Shannon Aldinger

Shannon has lived and worked in Courtenay since 2012. She has two children, a daughter who is attending Mark R. Isfeld Secondary School and a son who recently started university.

Shannon graduated from McGill University in 1992 and obtained her law degree from Dalhousie University in 1995. She gained certification as a family law mediator in 2017.

Throughout her career, Shannon has been actively involved in public legal education and advocacy for law reform, particularly in relation to gender-based violence.

Since moving to the Comox Valley in 2012, Shannon has provided free consultation services to the Comox Valley Transition Society and made presentations about family law through the Comox Valley Transition Society, the Comox Valley Community Justice Centre, the Comox Valley Military Family Resource Centre, Legal Services Society of BC and the Trial Lawyers’ Association of BC (TLABC).
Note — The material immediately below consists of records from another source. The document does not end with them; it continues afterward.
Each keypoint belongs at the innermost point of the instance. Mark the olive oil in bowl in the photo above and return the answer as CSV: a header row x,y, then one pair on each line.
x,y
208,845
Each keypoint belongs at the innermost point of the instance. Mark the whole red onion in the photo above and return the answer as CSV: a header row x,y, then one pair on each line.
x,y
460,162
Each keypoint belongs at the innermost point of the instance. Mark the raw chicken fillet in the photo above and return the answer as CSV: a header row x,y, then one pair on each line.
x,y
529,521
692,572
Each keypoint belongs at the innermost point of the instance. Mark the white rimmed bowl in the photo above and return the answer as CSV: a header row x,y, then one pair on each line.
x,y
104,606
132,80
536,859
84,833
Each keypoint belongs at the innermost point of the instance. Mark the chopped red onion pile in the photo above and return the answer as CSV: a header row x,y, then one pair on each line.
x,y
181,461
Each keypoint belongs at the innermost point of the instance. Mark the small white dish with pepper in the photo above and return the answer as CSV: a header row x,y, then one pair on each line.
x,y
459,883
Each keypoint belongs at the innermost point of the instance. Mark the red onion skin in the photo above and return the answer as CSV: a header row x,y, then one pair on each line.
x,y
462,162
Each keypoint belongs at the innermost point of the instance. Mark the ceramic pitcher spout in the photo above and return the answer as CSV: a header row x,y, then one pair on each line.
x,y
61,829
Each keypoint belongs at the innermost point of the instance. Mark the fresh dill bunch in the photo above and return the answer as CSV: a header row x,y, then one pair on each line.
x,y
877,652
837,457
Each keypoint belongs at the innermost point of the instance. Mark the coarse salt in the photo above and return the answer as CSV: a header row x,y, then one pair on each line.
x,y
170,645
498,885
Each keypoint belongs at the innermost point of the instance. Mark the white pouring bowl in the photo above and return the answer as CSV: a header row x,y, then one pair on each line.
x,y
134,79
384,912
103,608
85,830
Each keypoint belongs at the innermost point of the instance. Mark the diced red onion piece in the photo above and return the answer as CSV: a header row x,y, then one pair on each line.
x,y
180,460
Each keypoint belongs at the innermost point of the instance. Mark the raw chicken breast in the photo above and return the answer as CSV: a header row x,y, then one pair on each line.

She is also co-chair of the Comox Valley Bar Association.

Shannon has been an active and effective parent volunteer in SD71:

  • Shannon has consistently been involved in her children’s schools’ Parent Advisory Councils (PAC). At Ecole Puntledge Park, she organized movie nights and other events, was PAC Treasurer (2013 to 2017), and the school’s representative to the District PAC (DPAC) (2017 to 2019). At Mark R. Isfeld Secondary, she has also been the DPAC representative (2017 to ongoing).
  • She spoke out against the planned closure of Ecole Puntledge Park in 2016.
  • She successfully advocated for mandatory age-appropriate consent education in sexual health classes for all SD71 students (K-12) as well as to include sexual health education as a priority in its 5 year strategic plan and a line-item in its annual budget.
  • She has organized district-wide sexual health education presentations to parents.
  • She established and continues to chair DPAC’s first ever Sexual Health Committee (2018 to the present).
  • She represented the DPAC on a district-wide committee which revamped SD71’s Anti-Discrimination Policy (2021).
  • She successfully advocated for gender-based violence to be made a district priority, including the establishment of a community-wide committee to address gender-based violence among students in our district/youth in our community.
  • For more information, see:

Shannon has also advocated for education reform at the provincial level, including writing and presenting submissions to the province’s Select Standing Committee on Finance and Government Services (2016, 2018, 2019, 2021 & 2022) and the BC Confederation of Parent Advisory Councils (2019, 2021 & 2022). Specifically, she has advocated for:

  • Increased funding for BC schools;
  • Mandatory age-appropriate consent education and on-line safety to be explicitly included in the curriculum; and
  • Widespread systemic change in how our schools approach peer-to-peer sexual assault and sexual harassment. In April 2022, Aldinger presented four resolutions to the provincial association of Parent Advisory Councils (BCCPAC), which passed with 94-99% approval from parent and district advisory councils across the province.
  • For more information, see:

Shannon also volunteers in collaboration with Pro Bono Students Canada and law students at UBC, UVIC and TRU as the supervising lawyer for law student presentations to high school students about the law of consent.

Shannon has been an active member of the Trial Lawyers’ Association of British Columbia (TLABC) since 2001 and is currently co-chair of the TLABC’s Family Law Committee. Through TLABC, Shannon has presented on the topics of family violence and mediation and has organized professional development opportunities for lawyers and legal professionals about the province’s Family Law Act generally and family violence in particular.

Shannon is also the senior section editor for JP Boyd on Family Law, a key on-line family law resource that is written in plain language and provides practical, in-depth coverage of family law and divorce law in British Columbia: https://wiki.clicklaw.bc.ca/index.php/JP_Boyd_on_Family_Law

Will Cole-Hamilton

Will Cole-Hamilton is a legal researcher at Aldinger Law (and is also Shannon’s husband).  Will is also a Councillor with the City of Courtenay, a Director of the Comox Valley Regional District, and Chair of Climate Caucus (a national non-partisan network of 480+ locally elected leaders seeking solutions to climate change at the municipal level).

Will graduated from Queen’s University in 1991 (BA Hon) and from Dalhousie Law School in 1995.  He also holds a Bachelor of Education from the University of British Columbia. 

Since moving to the Comox Valley in 2012, Will has also been a dedicated volunteer in our community.  He has served as a director of the Downtown Courtenay Business Improvement Association, ran a chess club at Ecole Puntledge Park Elementary, and coached soccer through the CVUSC.